Ella se dio cuenta, hizo una mueca de enojo, y dijo terminantemente:
-Aïta, (no).
Y se escapó.
Una hora después había vuelto; se había puesto un bello vestido, y aros en las orejas. ¿Coquetería? ¿El placer de ceder, por voluntad propia, después de haber resistido? ¿O la simple atracción -universal- del fruto prohibido, aunque uno mismo se lo haya prohibido? ¿O, más sencillo todavía, el capricho a que las Maorís están tan acostumbradas?
Me puse a trabajar sin pérdida de tiempo, febrilmente. Era consciente de que mi examen de pintor, implicaba una toma de posesión, física y moral, del modelo, así como una solicitud tácita, urgente, irresistible. 

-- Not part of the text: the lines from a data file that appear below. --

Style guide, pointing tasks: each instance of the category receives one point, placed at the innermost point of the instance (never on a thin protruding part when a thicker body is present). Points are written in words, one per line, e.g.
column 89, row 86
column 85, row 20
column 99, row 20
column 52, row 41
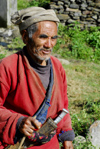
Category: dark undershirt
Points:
column 44, row 74
column 43, row 71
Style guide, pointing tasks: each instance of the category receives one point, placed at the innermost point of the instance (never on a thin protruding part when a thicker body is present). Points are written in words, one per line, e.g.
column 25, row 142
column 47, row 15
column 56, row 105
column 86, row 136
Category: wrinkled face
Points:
column 44, row 39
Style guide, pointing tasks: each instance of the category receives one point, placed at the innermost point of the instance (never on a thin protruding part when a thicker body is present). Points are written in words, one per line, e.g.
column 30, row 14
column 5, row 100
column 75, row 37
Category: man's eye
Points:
column 43, row 36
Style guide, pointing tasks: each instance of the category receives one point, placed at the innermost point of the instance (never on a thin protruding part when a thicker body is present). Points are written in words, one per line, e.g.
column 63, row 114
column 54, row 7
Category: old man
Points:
column 31, row 79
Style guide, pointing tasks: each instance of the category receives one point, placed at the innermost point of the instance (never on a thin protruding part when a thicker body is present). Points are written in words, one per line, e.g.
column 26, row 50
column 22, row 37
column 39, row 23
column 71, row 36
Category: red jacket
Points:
column 21, row 94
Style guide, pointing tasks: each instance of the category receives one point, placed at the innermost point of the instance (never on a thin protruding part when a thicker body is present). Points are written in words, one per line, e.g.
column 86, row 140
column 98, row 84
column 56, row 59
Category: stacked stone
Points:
column 85, row 12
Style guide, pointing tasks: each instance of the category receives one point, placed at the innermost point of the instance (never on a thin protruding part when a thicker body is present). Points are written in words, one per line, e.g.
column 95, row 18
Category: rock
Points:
column 94, row 134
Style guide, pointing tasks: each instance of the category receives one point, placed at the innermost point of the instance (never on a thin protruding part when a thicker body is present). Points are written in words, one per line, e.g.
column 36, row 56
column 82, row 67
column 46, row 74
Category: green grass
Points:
column 83, row 79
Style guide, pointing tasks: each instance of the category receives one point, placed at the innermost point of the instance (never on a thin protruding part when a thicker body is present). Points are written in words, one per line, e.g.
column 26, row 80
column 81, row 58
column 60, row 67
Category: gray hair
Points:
column 32, row 29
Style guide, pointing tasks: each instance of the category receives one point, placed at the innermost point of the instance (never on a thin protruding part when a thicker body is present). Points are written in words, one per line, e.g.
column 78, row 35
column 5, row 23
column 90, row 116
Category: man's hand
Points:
column 68, row 145
column 28, row 125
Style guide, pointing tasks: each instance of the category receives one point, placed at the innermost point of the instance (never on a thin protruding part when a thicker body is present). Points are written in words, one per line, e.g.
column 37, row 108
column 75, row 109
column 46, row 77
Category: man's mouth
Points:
column 46, row 51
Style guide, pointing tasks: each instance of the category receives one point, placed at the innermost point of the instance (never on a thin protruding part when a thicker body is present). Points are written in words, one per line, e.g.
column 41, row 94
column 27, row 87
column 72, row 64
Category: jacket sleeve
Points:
column 8, row 119
column 66, row 120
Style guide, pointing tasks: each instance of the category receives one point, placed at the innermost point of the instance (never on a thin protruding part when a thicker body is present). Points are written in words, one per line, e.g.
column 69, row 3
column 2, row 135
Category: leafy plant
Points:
column 28, row 3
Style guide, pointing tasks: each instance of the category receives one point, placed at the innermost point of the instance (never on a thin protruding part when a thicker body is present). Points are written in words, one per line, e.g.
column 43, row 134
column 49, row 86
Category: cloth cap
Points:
column 26, row 17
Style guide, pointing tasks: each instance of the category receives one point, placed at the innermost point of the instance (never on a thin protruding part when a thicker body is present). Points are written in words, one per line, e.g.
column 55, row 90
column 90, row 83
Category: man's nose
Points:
column 48, row 43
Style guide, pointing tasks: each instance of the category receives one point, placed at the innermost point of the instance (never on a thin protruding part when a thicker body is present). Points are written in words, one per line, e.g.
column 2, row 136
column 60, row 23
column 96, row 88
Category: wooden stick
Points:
column 23, row 139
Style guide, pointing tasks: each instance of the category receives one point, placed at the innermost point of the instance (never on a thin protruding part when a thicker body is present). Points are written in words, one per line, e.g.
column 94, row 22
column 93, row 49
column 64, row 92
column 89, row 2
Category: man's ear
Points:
column 24, row 36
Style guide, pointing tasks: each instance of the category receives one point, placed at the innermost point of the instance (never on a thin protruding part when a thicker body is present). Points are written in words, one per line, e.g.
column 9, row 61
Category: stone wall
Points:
column 86, row 12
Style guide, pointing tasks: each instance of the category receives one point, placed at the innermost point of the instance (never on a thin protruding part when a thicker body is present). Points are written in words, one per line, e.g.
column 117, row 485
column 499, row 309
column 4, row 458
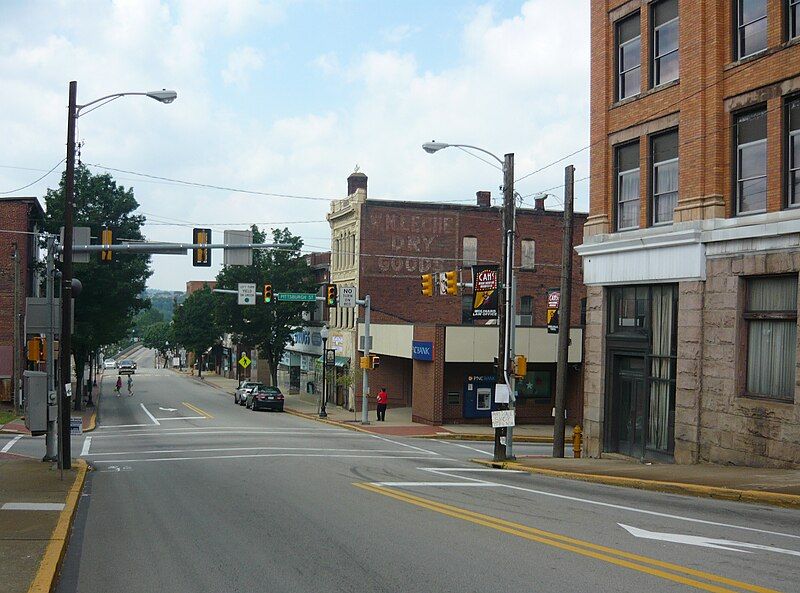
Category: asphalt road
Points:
column 193, row 493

Era, según nuestras reglas estéticas, poco bonita.
Era bella.
Todos sus rasgos concertaban una armonía rafaélica, por el encuentro de las curvas, y su boca había sido modelada por un escultor que sabe poner en una sola línea en movimiento, toda la alegría y todo el sufrimiento mezclados. 
Trabajaba con rapidez, sospechando, con razón, que esta voluntad no era segura, con rapidez y apasionamiento. Me estremecía al leer, en aquellos ojos, tantas cosas: el miedo y el deseo de lo desconocido, la melancolía de la amargura experimentada, que se halla en el fondo del placer; y el sentimiento del dominio de sí, involuntario y soberano. Tales seres, cuando se entregan, parecen ceder a nuestro ruego, pero en realidad ceden tan sólo a su propia voluntad. En ellos reside una fuerza contenida, sobrehumana, o, quizás, una esencia divinamente animal.